Some films are complex because their psychological content demands it. Some films are complicated because the mind that created them likes obfuscation and confusion. Whilst not being in the same league as Christopher Nolan’s virtually impenetrable film Inception, this film goes a fair way to scrambling its audience’s brains before, having proved how clever and complex it has been, it explains everything. The trouble is there is such a level of complexity in the final explanation that it might be possible to walk away still not entirely sure what was truth and what was fiction. Or indeed whether you care that much.
Danny Boyle is a great showman. From the opening ceremony of the London Olympic Games to Slumdog Millionaire and Trainspotting, his very individual artistry is plain for all to see. It is evident in Trance. The film, shot by Anthony Dod Mantle looks terrific. Trademark camera angles, great panoramic crane shots and intense detailed close up work all make for a beautifully shot and highly muscular piece of film. Its violent scenes and its sex scenes are explicit. Whilst Boyle takes no prisoners he doesn’t over-indulge, leaving the impression that he could have gone much further. A great soundtrack keeps the audience pumped up and ready for the next stimulus offered by the narrative, the sensational or the beautiful. There is also an attractive laconic humour running through the yarn.
Performances are uniformly strong, though occasionally overcooked, with James McAvoy, Rosario Dawson and Vincent Cassel all give good accounts of themselves. McAvoy’s art-dealer Simon is caught up with the wrong type of people having fallen foul of gambling debts. It is a persuasive study in youthful innocence, cockiness, lust, aggression and terror. An underworld adolescent who learns just how dangerous and lacking in morality such a world can be.

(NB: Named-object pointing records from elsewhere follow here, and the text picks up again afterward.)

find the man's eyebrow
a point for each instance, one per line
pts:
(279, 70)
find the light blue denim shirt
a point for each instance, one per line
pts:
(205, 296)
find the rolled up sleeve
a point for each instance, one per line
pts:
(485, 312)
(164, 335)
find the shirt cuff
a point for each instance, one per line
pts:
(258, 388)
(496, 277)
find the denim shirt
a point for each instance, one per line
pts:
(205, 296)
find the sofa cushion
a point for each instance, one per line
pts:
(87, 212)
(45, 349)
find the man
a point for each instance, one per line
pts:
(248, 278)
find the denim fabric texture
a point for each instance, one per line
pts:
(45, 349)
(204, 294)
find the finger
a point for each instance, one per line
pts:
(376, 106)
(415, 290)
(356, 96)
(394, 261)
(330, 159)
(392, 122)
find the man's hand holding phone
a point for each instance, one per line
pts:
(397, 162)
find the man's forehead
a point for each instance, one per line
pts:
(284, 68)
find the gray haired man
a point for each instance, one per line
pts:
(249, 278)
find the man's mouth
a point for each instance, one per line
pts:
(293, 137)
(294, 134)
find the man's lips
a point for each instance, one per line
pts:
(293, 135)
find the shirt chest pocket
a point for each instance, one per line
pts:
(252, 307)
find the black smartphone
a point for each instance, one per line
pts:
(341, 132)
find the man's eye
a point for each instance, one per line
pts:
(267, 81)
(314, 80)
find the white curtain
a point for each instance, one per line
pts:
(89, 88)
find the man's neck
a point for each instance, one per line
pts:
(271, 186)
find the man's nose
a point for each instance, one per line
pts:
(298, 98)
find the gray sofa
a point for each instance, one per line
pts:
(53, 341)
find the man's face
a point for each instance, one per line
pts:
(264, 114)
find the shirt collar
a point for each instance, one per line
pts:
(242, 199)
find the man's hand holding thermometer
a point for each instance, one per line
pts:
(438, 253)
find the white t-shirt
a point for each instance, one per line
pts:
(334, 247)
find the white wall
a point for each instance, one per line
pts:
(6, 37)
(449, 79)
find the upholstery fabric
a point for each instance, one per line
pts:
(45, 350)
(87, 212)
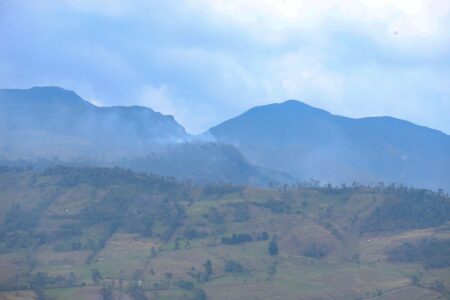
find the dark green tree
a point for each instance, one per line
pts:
(273, 248)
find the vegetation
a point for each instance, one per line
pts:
(71, 233)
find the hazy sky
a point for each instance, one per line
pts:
(206, 61)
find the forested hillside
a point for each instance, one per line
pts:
(100, 233)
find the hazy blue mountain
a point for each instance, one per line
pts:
(307, 142)
(50, 121)
(48, 126)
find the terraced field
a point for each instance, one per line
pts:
(113, 234)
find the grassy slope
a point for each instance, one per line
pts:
(356, 266)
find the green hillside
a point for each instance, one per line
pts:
(92, 233)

Dawson’s Elisabeth as Harley Street hypnotherapist is all poise and self-control even when the stakes are high and the danger palpable. Cassel exudes menace as Franck at the head of an art-stealing gang of social misfits and malcontents who have no qualms about stripping the nails of another human being. The omnipresent menace and ugliness of those malcontents is contrasted by a brief but attractive appearance of Tuppence Middleton.

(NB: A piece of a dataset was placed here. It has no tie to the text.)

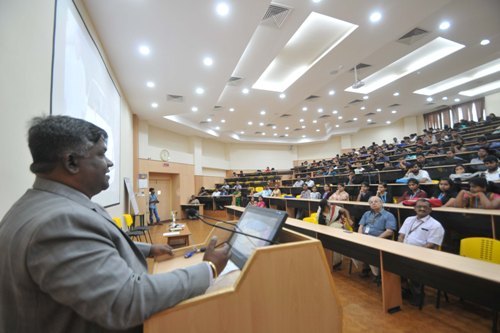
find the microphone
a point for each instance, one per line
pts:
(202, 219)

From its Goya masterpiece heist at the start of proceedings through to a dynamic denouement of truly film-noir proportions being pushed into the water of a dark London dock, the film bears all the hallmarks of a good old fashioned thriller. The introduction of Dawson’s hypnotherapist opens the door for Boyle and writers Joe Ahearne and John Hodge to introduce amnesia, auto-suggestion and general psychological manipulation to muddy the waters.

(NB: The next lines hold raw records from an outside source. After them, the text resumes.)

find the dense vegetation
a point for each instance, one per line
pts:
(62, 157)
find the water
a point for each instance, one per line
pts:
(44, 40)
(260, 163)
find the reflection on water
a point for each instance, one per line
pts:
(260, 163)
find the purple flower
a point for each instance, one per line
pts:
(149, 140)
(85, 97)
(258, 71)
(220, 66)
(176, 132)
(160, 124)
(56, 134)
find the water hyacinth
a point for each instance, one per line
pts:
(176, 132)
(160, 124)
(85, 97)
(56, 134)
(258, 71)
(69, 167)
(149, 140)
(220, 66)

The team has fashioned a compellingly told story that mischievously teases the audience with false revelation following false revelation. Double crosses fall like skins off an onion and reality is further obscured the deeper into the film one gets. It’s all great knockabout stuff and shouldn’t be taken too seriously. As such it’s a fun evening in the cinema but don’t look for anything more profound than that.